Set notation
A graph can be described using mathematical set notation. A graph G is a set of vertices V, and a set of Edges E. We can list the vertices inside curly brackets, and each edge can be listed as a pair of vertices.
G = (V, E)
V = {A, B, C, D, E}
E = {(A, B), (A, D), (B, C), (B, E), (C, E), (D, B), (D, E), (E, B)}
For a weighted directed graph, the cost of each each can be added to this notation.
G = (V, E)
V = {A, B, C, D, E}
E = {(A, B, 6), (A, D, 1), (B, C, 5), (B, E, 4), (C, E, 5), (D, B, 2), (D, E, 1), (E, B, 2)}
So what if we want to code up a graph and work with the data it contains? How do we represent a graph programmatically?
If we take an OO approach to creating a Graph, there are two ways a Graph class could internally maintain the vertices and edges of a graph. These are the adjacency list or the adjacency matrix.
Adjacency list
With an adjacency list system, we have a master list of vertices. Then, for each edge, each starting vertex maintains a list of ending vertices, or, to put it another way, each vertex maintains a list of its neighbours.
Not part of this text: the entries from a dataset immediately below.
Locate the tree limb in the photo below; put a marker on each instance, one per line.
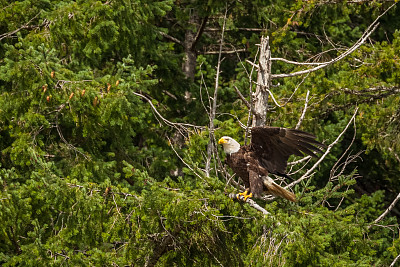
(308, 173)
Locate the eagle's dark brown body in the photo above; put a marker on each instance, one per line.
(268, 152)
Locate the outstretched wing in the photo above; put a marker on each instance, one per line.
(272, 146)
There are several ways an adjacency list could be implemented, but an object oriented approach is probably the most suitable. We could code up a vertex class, that each vertex object would be instantiated from. The vertex class would have a property to hold information about a vertex (such as the name of a city if we were representing some kind of map). Another property could be an identifier for the vertex, and another, an array containing the identifiers of its adjacent vertices. The master list of vertex objects would also be stored in a simple one dimensional array.
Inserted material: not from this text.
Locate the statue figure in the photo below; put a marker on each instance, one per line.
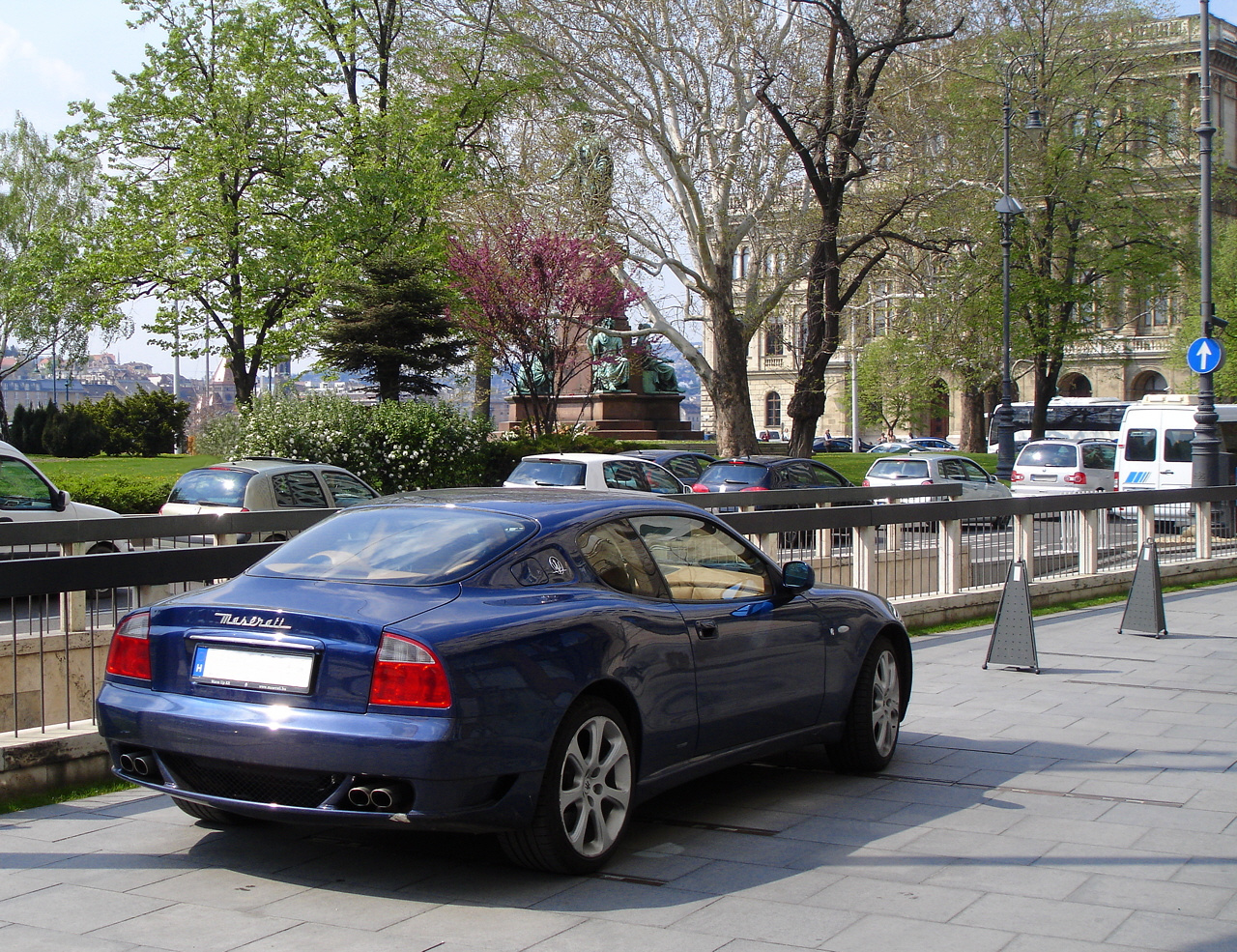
(594, 171)
(610, 363)
(537, 376)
To represent a weighted graph, the cost of each edge could be stored in the adjacency list too.
Using adjacency lists is a very compact, space-efficient, representation of a graph, particularly a sparse graph —you don’t have to store any more data than necessary. However, determining if a edge exists between two particular vertices would require searching through the adjacency list of one of them. For a dense graph, the time taken will increases proportionally with the density of the graph.
Adjacency matrix
With an adjacency matrix, every vertex is written as a row heading and as a column heading in a grid.
If an edge exists between a pair of vertices, then its weight can be indicated at the intersection of the appropriate row and column.
Note that for an undirected graph there is symmetry along the adjacency matrix’s diagonal. If there is an edge from A to B, there must be a corresponding edge from B to A. This symmetry would not be present for a directed graph.
For an unweighted graph, we can simply use a Boolean value to indicate the presence of an edge.
Implementing a graph with an adjacency matrix
An adjacency matrix can be implemented with a two dimensional array. We would still have a vertex class from which we could create each vertex object, but the actual connectivity of the graph would be defined by this 2D array of edges.
One of the advantage of an adjacency matrix over an adjacency list is that determining whether or not an edge exists between two vertices requires a simple array lookup, which takes the same amount of time to do regardless of edge in question.
However an adjacency matrix is not particularly efficient when it comes to space. For a sparse graph much of the adjacency matrix will be empty. Furthermore, for an undirected graph half of the information stored is just duplication.
Which method you choose to use to implement a graph will ultimately depend on the nature of the information it will represent and how you plan to process it.